Industrie : l'incapacité de repenser le modèle
Malgré ses premiers efforts, la France aurait recommencé en 2023 à perdre des emplois industriels. Elle doit retrouver une culture de la différenciation et de la prise de risque, analyse Gilles Babinet.
Il existe en Europe des dizaines de plans nationaux de réindustrialisation qui semblent souvent tarder à donner des résultats. (Shutterstock)
Ré-in-du-stri-aliser. Difficile de passer une journée sans entendre ce mantra. Mais est-ce réellement une tendance durable ou n'est pas une mode dont on se gaussera d'ici quelques années si ça ne marche pas ? Car le risque est immense : en Europe existent actuellement des dizaines de plans nationaux de réindustrialisation (en Italie, au Royaume-Uni, aux Pays-Bas…) qui semblent souvent tarder à donner des résultats.
Ainsi, malgré tous ses efforts, la France aurait recommencé en 2023 à perdre des emplois industriels. Le directeur financier d'une grande entreprise industrielle avec qui j'échangeais récemment n'y va pas par quatre chemins : il observe que si la France a connu sept années durant lesquelles des efforts importants ont été effectués pour aider les acteurs industriels, c'est loin d'être suffisant. Et quoi qu'en disent certains à propos des aides aux entreprises, la France reste, même ces aides déduites, championne toutes catégories des taxes, particulièrement à l'égard des acteurs industriels.
Energie décarbonée
Si cette parenthèse de politique de l'offre se referme, avons-nous alors la moindre chance de faire ré-émerger un modèle industriel français ? Ceux qui sont allés observer ce qui se passe dans le Mittelstand ou en Lombardie reviennent généralement convaincus d'une chose : le premier enjeu est d'avoir une dynamique d'ensemble, singulière et ambitieuse, ce qui n'est aujourd'hui encore que peu le cas pour la France. Au-delà de l'idée de réindustrialisation, il n'existe qu'une faible volonté de différenciation et de prise de risque.
C'est d'autant plus rageant que nous pourrions vraisemblablement structurer les trois facteurs qui permettraient d'y arriver. Le premier d'entre eux, c'est de permettre aux acteurs industriels d'accéder à une énergie décarbonée à prix garanti. Lancer au moins une quinzaine d'EPR permettrait de répondre à ce besoin et puissamment aider l'industrie française à être l'une des plus respectueuse de l'environnement au monde.

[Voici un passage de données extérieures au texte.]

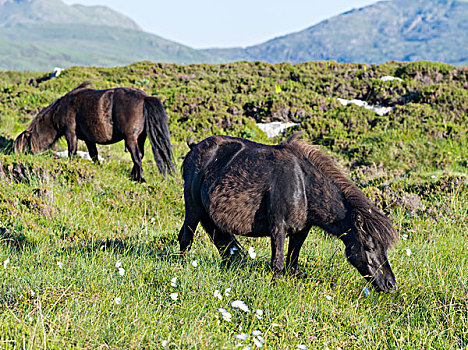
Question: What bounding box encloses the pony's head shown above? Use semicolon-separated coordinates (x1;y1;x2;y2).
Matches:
342;207;398;292
14;104;60;154
14;130;40;154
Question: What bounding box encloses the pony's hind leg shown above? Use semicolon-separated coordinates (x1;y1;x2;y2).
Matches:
178;214;200;253
85;140;100;164
201;216;244;264
270;223;287;280
125;136;145;182
137;132;146;160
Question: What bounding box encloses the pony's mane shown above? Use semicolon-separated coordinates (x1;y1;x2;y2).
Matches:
284;132;398;249
31;82;92;125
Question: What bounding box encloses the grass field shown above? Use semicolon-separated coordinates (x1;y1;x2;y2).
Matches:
0;61;467;349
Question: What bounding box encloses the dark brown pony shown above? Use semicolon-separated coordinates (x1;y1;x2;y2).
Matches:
14;82;174;181
179;133;399;292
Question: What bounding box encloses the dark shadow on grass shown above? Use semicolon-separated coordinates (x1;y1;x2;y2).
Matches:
57;235;185;263
0;135;14;155
0;228;37;251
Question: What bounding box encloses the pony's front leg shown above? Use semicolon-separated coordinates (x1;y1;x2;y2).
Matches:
85;141;100;164
270;223;287;280
286;229;309;275
65;131;78;158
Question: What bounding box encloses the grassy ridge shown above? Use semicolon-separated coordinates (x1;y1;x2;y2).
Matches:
0;61;467;349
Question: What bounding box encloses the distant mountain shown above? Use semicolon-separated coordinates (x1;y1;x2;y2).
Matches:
0;0;222;70
1;0;467;71
205;0;468;65
0;0;141;30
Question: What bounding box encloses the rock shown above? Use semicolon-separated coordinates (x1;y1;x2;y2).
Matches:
380;76;403;82
256;122;299;138
56;150;104;162
337;97;394;116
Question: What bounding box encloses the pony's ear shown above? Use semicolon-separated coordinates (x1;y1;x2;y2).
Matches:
14;131;30;154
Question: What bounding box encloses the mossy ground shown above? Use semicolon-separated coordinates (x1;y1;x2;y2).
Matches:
0;60;467;349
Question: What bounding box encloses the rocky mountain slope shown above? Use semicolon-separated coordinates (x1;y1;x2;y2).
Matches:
205;0;468;65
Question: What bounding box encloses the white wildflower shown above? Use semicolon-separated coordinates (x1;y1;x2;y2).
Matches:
170;293;178;301
242;346;252;350
230;246;239;255
252;330;262;336
296;345;307;350
252;337;263;348
118;267;125;276
57;261;63;269
363;287;370;297
214;290;223;300
402;234;409;240
256;335;265;343
248;247;257;259
225;287;231;296
218;308;232;322
232;300;250;312
234;333;249;341
3;258;10;269
255;309;263;319
115;260;122;268
114;297;121;304
170;277;177;287
161;340;168;348
325;295;332;301
405;248;412;256
191;260;198;267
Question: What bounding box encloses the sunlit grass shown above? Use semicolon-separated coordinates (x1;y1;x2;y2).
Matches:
1;151;467;349
1;60;467;348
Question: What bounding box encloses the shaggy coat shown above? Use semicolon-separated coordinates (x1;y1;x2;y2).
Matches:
15;82;174;181
179;133;398;292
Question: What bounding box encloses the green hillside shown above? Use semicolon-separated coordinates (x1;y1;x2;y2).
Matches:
0;61;467;348
0;0;222;71
0;24;223;71
206;0;468;65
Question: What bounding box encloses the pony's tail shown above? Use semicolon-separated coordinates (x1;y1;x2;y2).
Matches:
143;97;175;176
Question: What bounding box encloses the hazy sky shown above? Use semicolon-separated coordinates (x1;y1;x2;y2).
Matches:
62;0;380;48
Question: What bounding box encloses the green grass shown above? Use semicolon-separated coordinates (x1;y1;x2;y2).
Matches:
0;60;467;348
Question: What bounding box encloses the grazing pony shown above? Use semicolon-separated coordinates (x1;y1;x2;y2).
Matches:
179;133;398;292
14;82;174;181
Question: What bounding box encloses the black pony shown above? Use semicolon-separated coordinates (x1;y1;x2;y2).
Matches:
15;82;174;181
179;133;398;292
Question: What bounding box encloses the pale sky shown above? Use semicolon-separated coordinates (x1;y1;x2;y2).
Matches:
62;0;380;48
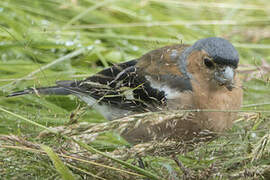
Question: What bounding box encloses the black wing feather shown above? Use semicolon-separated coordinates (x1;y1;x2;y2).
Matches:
58;60;166;112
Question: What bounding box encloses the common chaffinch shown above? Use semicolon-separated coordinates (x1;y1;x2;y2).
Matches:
8;37;243;144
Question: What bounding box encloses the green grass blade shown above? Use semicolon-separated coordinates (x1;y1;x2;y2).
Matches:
41;145;75;180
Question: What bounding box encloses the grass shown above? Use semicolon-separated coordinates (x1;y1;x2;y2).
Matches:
0;0;270;179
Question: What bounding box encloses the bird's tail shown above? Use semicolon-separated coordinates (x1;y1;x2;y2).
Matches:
6;86;71;97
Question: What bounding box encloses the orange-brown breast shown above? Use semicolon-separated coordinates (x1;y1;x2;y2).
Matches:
187;51;243;132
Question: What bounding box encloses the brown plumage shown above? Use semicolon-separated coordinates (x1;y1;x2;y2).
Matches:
7;37;243;144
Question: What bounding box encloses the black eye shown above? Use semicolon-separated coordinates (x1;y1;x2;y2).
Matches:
204;58;215;69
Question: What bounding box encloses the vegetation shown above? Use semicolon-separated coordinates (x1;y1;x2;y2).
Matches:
0;0;269;179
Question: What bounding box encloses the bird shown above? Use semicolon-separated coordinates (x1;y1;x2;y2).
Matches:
7;37;243;144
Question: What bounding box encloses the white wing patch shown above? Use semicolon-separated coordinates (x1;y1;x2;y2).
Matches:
145;75;181;99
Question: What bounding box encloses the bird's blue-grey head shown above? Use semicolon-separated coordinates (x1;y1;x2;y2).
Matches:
191;37;239;68
179;37;239;90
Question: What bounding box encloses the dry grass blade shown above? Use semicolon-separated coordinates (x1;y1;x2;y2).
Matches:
252;134;270;162
150;0;270;10
65;19;270;30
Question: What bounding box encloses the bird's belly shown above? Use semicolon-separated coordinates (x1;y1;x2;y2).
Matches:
76;94;133;120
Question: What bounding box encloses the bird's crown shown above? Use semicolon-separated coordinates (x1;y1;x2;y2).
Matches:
192;37;239;68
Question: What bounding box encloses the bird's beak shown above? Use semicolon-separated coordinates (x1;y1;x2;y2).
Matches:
214;66;234;91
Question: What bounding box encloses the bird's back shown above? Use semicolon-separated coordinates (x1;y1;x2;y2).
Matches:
58;44;192;119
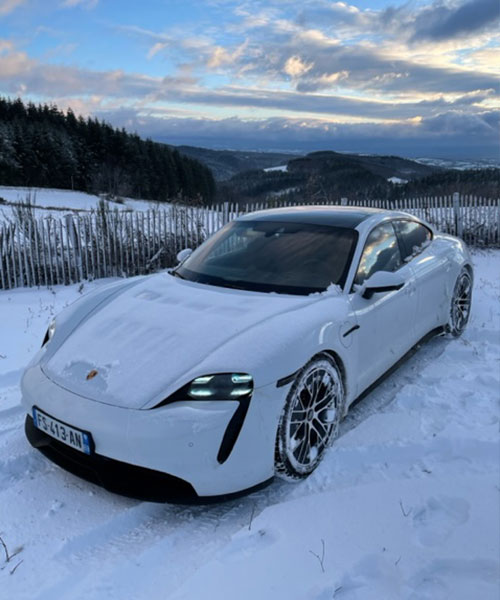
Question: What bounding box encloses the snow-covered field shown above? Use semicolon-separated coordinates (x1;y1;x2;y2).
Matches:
0;251;499;600
264;164;288;172
0;186;162;223
415;157;500;170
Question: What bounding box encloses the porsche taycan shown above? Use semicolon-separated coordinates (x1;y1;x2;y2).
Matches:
22;206;473;501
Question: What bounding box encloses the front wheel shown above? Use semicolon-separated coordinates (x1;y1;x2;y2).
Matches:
275;354;345;481
446;269;472;337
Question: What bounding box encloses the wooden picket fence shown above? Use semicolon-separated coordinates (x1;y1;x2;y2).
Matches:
0;193;498;290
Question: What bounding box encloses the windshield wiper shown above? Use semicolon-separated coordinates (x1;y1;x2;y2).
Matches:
170;269;186;280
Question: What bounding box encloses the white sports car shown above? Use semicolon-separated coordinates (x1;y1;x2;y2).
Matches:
22;207;473;502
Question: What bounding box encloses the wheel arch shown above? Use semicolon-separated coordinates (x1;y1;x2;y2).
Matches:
310;348;351;414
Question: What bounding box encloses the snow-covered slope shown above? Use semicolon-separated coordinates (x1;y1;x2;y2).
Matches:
264;165;288;172
0;251;499;600
0;186;163;223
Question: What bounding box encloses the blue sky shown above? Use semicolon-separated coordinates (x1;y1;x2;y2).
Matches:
0;0;499;158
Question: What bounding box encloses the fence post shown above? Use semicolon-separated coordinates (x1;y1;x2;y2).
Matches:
0;223;6;289
65;213;83;283
340;197;348;206
453;192;463;238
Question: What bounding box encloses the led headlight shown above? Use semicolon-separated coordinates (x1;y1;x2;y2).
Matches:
188;373;253;400
42;319;56;347
154;373;254;408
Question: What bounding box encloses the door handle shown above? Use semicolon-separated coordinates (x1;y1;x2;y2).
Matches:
342;324;360;338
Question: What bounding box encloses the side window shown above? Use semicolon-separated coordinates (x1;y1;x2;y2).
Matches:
354;222;402;286
393;220;432;262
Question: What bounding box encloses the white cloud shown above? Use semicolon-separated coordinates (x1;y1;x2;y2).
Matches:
0;0;25;15
0;33;495;124
460;46;500;74
0;39;33;76
298;70;349;91
147;42;168;60
207;40;249;68
61;0;99;8
284;56;313;77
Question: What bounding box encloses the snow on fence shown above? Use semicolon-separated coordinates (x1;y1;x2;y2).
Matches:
0;193;498;290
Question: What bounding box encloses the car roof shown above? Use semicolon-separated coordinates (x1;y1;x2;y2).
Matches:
237;205;389;229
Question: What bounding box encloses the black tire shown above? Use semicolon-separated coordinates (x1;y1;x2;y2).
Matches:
275;354;345;481
446;268;472;337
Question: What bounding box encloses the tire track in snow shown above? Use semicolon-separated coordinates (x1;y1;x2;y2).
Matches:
7;334;458;600
340;333;448;435
0;368;24;389
0;404;24;435
34;497;264;600
0;451;53;488
0;403;24;420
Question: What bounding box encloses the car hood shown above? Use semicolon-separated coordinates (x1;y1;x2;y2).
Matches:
41;273;334;409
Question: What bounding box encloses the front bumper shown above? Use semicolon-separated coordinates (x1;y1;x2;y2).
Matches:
25;415;196;502
25;416;272;503
21;364;286;499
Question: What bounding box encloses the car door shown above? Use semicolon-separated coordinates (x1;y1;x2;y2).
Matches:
393;219;448;338
348;221;418;395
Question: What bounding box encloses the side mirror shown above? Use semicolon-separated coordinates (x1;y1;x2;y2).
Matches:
360;271;405;299
176;248;193;264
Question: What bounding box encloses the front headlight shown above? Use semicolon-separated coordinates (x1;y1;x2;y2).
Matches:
154;373;253;408
42;319;56;347
188;373;253;399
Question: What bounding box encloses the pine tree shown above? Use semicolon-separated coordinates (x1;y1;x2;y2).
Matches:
0;96;217;204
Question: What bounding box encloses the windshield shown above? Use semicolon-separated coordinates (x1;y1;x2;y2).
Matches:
174;220;358;295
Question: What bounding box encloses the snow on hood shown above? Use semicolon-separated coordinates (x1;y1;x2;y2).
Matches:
41;274;322;409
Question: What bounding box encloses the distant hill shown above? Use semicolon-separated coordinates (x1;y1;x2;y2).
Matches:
174;145;296;180
0;97;215;204
400;168;500;198
289;151;438;180
217;150;444;204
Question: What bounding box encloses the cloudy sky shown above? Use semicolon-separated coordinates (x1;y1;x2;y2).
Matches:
0;0;499;158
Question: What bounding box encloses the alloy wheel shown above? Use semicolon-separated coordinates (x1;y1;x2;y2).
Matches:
450;271;472;335
280;358;343;476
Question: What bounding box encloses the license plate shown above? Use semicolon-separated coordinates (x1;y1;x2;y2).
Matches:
32;407;92;455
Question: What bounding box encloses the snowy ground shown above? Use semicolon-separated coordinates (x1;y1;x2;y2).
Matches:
0;186;161;223
414;157;500;170
0;251;499;600
264;165;288;172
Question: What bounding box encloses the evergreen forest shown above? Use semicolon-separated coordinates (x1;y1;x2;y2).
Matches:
0;97;215;204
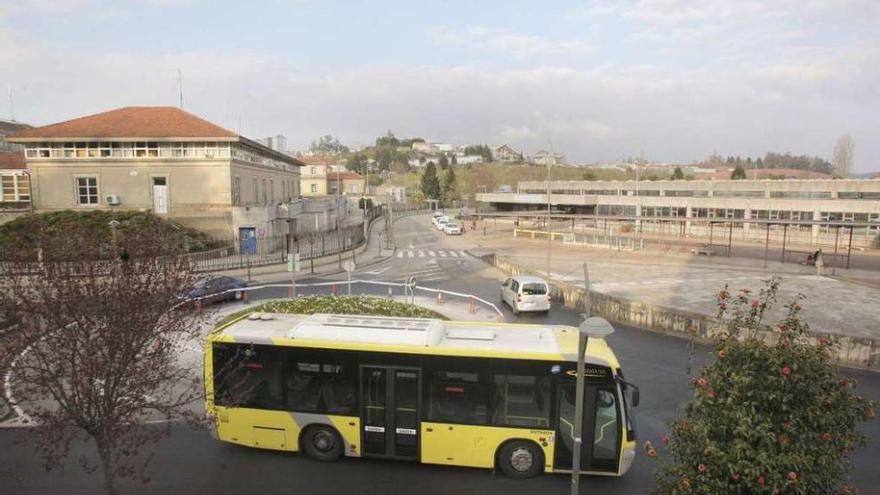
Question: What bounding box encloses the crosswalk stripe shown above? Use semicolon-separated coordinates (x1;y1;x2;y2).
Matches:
428;251;435;257
418;251;425;257
448;251;458;258
460;250;469;257
397;251;403;258
438;250;446;257
408;250;415;258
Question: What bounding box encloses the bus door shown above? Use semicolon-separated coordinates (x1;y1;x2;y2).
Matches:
360;366;421;459
554;382;621;473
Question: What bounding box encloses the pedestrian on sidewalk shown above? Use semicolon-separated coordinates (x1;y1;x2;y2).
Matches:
815;248;824;276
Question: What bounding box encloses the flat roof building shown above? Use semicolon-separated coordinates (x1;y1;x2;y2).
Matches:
477;179;880;248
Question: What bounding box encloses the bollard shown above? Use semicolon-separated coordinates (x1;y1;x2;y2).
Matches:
436;292;444;305
195;298;203;313
387;286;393;299
468;296;476;314
243;290;249;304
331;284;338;296
288;286;294;299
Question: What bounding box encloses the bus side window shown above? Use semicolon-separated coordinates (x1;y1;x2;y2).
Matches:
212;343;284;410
492;375;550;427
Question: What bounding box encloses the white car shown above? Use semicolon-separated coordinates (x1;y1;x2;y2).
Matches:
435;216;449;230
432;211;445;219
500;276;551;315
444;222;462;235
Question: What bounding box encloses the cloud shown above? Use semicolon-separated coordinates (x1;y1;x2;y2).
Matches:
430;26;595;58
0;17;878;171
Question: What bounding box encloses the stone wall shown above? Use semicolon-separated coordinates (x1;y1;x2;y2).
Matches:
482;253;878;370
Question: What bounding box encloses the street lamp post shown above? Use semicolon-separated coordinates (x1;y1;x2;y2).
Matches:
571;316;615;495
546;160;552;278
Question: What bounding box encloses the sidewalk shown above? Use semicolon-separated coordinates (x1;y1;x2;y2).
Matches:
215;214;393;284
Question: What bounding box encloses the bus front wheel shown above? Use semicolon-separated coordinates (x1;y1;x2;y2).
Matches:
301;425;344;462
497;440;544;479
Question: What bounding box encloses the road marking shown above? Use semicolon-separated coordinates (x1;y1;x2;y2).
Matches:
438;250;446;257
460;250;469;257
407;250;415;258
397;251;404;258
448;251;459;258
428;251;435;257
364;267;391;275
418;251;425;257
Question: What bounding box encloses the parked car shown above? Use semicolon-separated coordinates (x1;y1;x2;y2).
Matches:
432;210;445;219
188;275;248;304
444;222;462;235
435;216;449;230
500;276;551;315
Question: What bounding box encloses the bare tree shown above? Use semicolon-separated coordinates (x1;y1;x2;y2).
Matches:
833;134;855;178
0;217;202;494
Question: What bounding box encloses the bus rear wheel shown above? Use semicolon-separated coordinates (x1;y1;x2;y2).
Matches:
498;440;544;479
301;425;344;462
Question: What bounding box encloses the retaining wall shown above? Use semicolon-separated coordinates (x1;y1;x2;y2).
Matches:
483;253;878;370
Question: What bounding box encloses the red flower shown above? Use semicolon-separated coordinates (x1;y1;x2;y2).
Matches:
718;349;727;359
719;302;727;310
697;378;708;388
781;366;792;377
730;473;740;482
751;299;760;308
822;432;832;441
781;339;791;348
794;304;801;311
662;436;670;445
787;471;797;481
647;448;657;458
758;476;766;486
698;464;707;474
680;479;691;491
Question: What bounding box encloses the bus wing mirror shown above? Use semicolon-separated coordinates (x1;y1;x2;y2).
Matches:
630;384;640;408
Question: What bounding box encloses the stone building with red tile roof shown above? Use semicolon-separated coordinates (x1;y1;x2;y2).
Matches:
8;107;305;238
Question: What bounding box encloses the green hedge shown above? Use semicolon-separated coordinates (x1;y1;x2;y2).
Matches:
0;210;215;253
215;295;447;328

Partenariats opérationnels
Le deuxième facteur concerne le modèle industriel. L'industrie désormais dénommée 5.0 est à portée de main ; il s'agit d'avoir des acteurs intégrés par la donnée, dont la performance opérationnelle est très supérieure à ce qui existe. Dans ce modèle, sous-traitants et donneurs d'ordre travaillent beaucoup plus en partenariat que par le passé ; cela passe par la formation d'ingénieurs formés pour mettre en oeuvre ce principe de « supply chain » de nouvelle génération. Nos écoles produisent l'une des recherches les plus qualitatives sur ce sujet mais ni en quantité suffisante, ni en partenariats assez opérationnels avec les acteurs industriels structurants.
Le vrai enjeu est d'avoir une vision collective, et à partir de cette vision créer des plateformes technologiques.
Et si cela était entrepris, cela permettrait de résoudre le troisième enjeu qui n'est autre que celui de l'environnement. Une « supply chain » fortement intégrée, comprenant des modèles prédictifs à base d'IA permet également d'optimiser ses contraintes environnementales. En d'autres termes, il s'agit de faire d'une contrainte une opportunité. La réglementation européenne CSRD est le cauchemar des chefs d'entreprise ? Si les données provenant de leurs fournisseurs sont convenablement structurées, non seulement leur performance opérationnelle s'accroîtrait, mais l'information fournie au consommateur serait plus précise, plus fiable et finalement cela renforcerait l'ensemble du cycle économique. Pourtant, jusqu'à ce jour, la CSRD n'est qu'une contrainte bureaucratique, qui va mobiliser des armées de fonctionnaires et enrichir encore plus les cabinets de conseil, parce qu'on n'a pas eu l'audace de voir cela autrement.
Le vrai enjeu, c'est d'avoir une vision collective et à partir de cette vision créer des plateformes technologiques : plateformes énergétiques, plateforme permettant d'intégrer l'outil industriel, plateforme pour intégrer les données (entre autres environnementales) des « supply-chain ». Vouloir concurrencer chinois ou américains dans des domaines où nous n'avons qu'une faible expertise est questionnable, en revanche faire en sorte que les caractéristiques européennes souvent perçues comme des inconvénients soient utilisées comme des atouts est plus pertinent.